Surinder goes on to talk about his time as a football referee, “I know I have the power but I want the players to respect me and I know I have to respect them first. This is a principle I apply in my business today.”
I ask Surinder if character is more important than qualifications?
He says “Yes and no. I wanted my children to go to university and do their best because money can come and go but nobody can take away your education and qualifications.” He understands that not everybody is cut out for university and “silly degrees from the last 15 years are of no use to anyone.” However, he says “apprenticeships are just as good and if you are willing to work hard then nothing can stop you.”
Talking about autobiographies, I mention that I have just finished reading Michelle Obama’s book, ‘Becoming…’ He is full of admiration for her, “I’ll be taking that on my next holiday with me. Thanks for the recommendation!”

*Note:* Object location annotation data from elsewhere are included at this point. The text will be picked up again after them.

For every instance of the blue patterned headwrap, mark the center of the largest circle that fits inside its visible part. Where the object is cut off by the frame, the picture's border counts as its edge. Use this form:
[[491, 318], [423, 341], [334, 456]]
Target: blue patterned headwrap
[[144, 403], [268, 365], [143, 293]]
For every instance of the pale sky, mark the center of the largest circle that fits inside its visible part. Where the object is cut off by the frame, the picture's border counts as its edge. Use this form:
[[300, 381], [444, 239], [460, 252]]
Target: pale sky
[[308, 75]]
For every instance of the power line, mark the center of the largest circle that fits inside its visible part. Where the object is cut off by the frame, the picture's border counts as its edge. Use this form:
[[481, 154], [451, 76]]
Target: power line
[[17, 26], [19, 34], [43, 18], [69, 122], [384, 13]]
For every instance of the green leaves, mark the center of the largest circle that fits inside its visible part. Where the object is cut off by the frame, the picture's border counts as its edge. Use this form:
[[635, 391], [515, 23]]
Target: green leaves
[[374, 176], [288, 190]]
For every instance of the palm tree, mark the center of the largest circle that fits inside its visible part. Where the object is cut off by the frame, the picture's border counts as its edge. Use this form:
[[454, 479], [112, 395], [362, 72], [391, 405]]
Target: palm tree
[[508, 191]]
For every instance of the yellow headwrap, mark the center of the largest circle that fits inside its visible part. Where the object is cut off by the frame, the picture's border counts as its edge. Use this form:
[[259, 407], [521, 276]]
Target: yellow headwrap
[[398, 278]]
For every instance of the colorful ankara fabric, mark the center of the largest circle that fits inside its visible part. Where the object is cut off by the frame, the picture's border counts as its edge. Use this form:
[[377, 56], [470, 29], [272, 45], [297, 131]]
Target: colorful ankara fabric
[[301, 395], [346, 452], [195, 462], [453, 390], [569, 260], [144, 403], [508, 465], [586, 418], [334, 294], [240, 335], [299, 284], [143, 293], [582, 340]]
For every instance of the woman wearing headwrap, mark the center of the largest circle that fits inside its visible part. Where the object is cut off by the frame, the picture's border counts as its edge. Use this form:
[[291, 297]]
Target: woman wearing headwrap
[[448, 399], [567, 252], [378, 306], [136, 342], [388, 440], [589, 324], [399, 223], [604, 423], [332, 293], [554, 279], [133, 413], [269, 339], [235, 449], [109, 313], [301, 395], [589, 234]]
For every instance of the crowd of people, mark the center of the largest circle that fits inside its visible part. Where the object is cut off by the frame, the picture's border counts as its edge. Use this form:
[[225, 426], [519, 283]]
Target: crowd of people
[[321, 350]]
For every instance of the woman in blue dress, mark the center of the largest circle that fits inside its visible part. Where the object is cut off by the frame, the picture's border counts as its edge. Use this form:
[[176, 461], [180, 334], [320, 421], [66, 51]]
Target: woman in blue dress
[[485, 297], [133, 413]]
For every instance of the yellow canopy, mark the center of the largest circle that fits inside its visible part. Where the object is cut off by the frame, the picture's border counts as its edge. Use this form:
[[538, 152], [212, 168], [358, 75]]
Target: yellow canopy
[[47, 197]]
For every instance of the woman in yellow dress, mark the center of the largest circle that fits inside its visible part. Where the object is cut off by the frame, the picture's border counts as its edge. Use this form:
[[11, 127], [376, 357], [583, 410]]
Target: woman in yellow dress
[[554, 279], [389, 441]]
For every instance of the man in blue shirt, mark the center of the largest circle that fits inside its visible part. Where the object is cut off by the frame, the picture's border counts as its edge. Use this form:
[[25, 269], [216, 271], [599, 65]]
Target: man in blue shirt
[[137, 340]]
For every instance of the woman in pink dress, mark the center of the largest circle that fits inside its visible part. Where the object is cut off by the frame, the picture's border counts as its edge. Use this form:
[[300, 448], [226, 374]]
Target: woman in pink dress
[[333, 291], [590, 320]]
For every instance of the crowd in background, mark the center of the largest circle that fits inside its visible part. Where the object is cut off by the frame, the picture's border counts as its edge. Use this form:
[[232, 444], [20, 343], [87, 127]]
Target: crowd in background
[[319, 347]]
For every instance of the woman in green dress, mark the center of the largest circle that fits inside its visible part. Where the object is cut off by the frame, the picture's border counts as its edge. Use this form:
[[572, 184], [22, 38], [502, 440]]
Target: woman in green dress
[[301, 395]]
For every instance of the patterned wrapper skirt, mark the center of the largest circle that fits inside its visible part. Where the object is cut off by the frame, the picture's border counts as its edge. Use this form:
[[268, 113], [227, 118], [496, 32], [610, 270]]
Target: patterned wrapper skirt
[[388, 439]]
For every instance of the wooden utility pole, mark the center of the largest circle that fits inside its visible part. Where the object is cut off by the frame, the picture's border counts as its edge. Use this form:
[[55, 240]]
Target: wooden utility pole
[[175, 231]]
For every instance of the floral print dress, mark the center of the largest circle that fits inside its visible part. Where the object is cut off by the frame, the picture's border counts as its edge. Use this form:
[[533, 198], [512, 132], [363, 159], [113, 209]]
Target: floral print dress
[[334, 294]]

Finally, I ask Surinder about whether he has any intentions on writing a book about his life story? “I want to share my life experiences. Life is like Valleys and Hills. The real winners are not those standing at the top of the hill, they are those pushing themselves up the hill. All entrepreneurs say, never give up in life. I say it makes you stronger and a better person. I just need to find the time and the right person to help me write the book.”